Those variables that predicted the outcome at a p value ≤0.10 were considered candidates for the multivariate model. We retained a candidate variable in the final model if it remained associated with hazard of death at a p value ≤0.05 or if inclusion of that variable changed the effect estimate of aggressive in the model by ≥10%. We included age and sex in the final multivariable model due to their strong established link with poor outcomes from tuberculosis. We evaluated the possibility that the effect of an aggressive regimen was different in patients with confirmed extensively drug resistant TB (XDR-TB, TB caused by strains of M. tuberculosis resistant to at least isoniazid, rifampin, a fluoroquinolone, and a second-line injectable agent), compared to those without XDR-TB (effect modification), by including an interaction term in the multivariable analysis.

The proportional hazards assumption was tested by examining the interaction between the time-varying aggressive regimen variable and the treatment semester. Informative censoring was assessed by evaluating the association between default and the aggressive regimen. Missing values were multiply imputed using Markov Chain Monte Carlo methods to complete the dataset. All statistical tests were two-sided. Analyses were conducted using SAS version 9.12 (The SAS Institute, Cary, North Carolina).

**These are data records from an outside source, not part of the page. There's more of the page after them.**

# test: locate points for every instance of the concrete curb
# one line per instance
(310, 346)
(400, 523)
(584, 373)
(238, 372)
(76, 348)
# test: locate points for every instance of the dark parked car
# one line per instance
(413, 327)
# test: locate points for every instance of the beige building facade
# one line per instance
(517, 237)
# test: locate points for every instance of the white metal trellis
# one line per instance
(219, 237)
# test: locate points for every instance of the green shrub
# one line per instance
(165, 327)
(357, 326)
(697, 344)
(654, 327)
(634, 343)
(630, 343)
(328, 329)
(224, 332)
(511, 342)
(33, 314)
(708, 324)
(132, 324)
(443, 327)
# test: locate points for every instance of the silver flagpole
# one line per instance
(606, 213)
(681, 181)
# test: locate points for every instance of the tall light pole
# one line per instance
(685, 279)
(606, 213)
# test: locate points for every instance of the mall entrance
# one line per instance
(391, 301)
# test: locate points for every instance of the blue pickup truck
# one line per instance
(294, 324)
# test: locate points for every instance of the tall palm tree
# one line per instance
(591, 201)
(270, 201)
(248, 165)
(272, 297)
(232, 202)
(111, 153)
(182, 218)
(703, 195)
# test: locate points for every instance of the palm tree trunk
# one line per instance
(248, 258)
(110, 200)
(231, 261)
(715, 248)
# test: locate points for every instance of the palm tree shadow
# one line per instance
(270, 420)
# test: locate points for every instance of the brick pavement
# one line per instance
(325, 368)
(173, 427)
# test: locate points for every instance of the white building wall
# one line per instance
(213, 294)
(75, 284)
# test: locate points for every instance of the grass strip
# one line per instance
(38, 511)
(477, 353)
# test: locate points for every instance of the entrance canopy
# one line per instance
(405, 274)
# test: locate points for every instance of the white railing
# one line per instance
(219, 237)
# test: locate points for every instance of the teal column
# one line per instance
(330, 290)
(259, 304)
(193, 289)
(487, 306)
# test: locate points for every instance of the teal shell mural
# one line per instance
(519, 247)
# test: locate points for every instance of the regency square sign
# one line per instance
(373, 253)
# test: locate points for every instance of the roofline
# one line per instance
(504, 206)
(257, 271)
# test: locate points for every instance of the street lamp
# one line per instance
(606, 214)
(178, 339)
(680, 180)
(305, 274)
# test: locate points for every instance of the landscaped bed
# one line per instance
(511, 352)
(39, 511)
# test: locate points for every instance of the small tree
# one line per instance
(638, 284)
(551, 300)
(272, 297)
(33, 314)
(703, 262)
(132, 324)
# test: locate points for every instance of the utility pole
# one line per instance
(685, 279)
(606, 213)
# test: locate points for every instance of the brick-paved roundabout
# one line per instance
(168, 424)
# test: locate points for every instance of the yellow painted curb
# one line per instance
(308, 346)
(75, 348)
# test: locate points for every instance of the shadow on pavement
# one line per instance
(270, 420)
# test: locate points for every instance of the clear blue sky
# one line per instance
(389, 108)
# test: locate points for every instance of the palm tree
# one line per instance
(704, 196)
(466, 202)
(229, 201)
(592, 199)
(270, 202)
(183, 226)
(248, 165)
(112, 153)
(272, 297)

This retrospective study was approved by the Committee on Human Studies at Harvard Medical School and by the Ministry of Health of Peru. Since the analysis was carried out using data that had been collected routinely under the aegis of the Peruvian National TB Program, informed consent was not required by the ethics boards.

Results

Two patients were excluded because the regimen received during the study period was not their first individualized regimen for MDR-TB; two were excluded from analysis because details on the composition of their regimen were unavailable. Analyses were performed on data from 669 patients.

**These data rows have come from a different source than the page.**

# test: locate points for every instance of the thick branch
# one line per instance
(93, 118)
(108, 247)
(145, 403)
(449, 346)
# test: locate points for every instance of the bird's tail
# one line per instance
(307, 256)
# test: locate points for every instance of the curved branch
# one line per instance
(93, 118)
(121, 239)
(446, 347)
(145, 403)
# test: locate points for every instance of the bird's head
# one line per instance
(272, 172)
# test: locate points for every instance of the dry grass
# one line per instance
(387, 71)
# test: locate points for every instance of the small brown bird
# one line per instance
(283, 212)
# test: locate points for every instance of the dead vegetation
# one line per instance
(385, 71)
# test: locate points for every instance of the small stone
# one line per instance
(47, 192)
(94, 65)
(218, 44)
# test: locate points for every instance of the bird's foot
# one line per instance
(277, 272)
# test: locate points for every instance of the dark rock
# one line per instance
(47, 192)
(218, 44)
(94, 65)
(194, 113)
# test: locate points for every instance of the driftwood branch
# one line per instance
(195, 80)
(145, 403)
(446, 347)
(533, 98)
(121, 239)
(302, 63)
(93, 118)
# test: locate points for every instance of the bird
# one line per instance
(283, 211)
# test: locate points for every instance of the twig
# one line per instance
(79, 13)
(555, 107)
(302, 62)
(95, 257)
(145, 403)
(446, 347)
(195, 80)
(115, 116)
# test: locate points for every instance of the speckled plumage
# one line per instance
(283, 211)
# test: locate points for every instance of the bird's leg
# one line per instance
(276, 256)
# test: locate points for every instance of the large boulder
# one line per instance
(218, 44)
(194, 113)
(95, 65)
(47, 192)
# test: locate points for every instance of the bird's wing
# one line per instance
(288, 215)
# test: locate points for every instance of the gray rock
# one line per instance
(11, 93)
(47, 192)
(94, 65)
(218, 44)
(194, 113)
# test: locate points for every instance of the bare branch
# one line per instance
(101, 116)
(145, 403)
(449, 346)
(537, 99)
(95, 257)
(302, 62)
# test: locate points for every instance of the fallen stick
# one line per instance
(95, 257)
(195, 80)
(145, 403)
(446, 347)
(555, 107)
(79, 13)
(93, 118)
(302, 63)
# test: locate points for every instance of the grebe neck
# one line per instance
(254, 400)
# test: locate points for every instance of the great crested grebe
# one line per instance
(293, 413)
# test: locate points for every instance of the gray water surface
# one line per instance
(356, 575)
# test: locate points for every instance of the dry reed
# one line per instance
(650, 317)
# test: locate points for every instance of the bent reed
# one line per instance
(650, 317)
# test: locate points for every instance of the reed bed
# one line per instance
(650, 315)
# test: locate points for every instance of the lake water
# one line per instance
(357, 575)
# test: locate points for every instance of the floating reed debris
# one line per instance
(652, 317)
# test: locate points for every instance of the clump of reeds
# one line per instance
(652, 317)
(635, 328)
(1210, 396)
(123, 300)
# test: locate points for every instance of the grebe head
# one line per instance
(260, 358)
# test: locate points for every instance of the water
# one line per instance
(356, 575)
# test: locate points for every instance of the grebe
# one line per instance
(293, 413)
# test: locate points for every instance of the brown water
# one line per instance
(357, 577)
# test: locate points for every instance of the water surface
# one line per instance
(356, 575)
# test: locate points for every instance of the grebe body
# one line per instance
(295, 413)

At initiation of the individualized regimen, patient isolates were resistant to a mean of 5.4 (SD 1.7) drugs; 48 (7.2%) had XDR-TB. One hundred seventy-three (25.9%) patients had received two or fewer previous regimens, not including the standardized regimen for MDR-TB; two patients had never received TB treatment. Respiratory difficulty (72.2%) and bilateral, cavitary disease (55.3%) were the most common indicators of severity. Documented HIV coinfection was rare, occurring in only 10 (1.5%) patients. Other comorbidities were more common: 233 (36.4%) patients had at least one other comorbidity (Table 1).

The median duration of the regimen was 24.4 (inter-quartile range [IQR]: 19.4–27.8) months. Among those who received an aggressive regimen for at least one month (547 [82%]), the median duration of that regimen was 21 (IQR: 15–26) months. Of note, among the 48 patients with confirmed XDR-TB, 28 (58%) received an effective regimen during at least one month.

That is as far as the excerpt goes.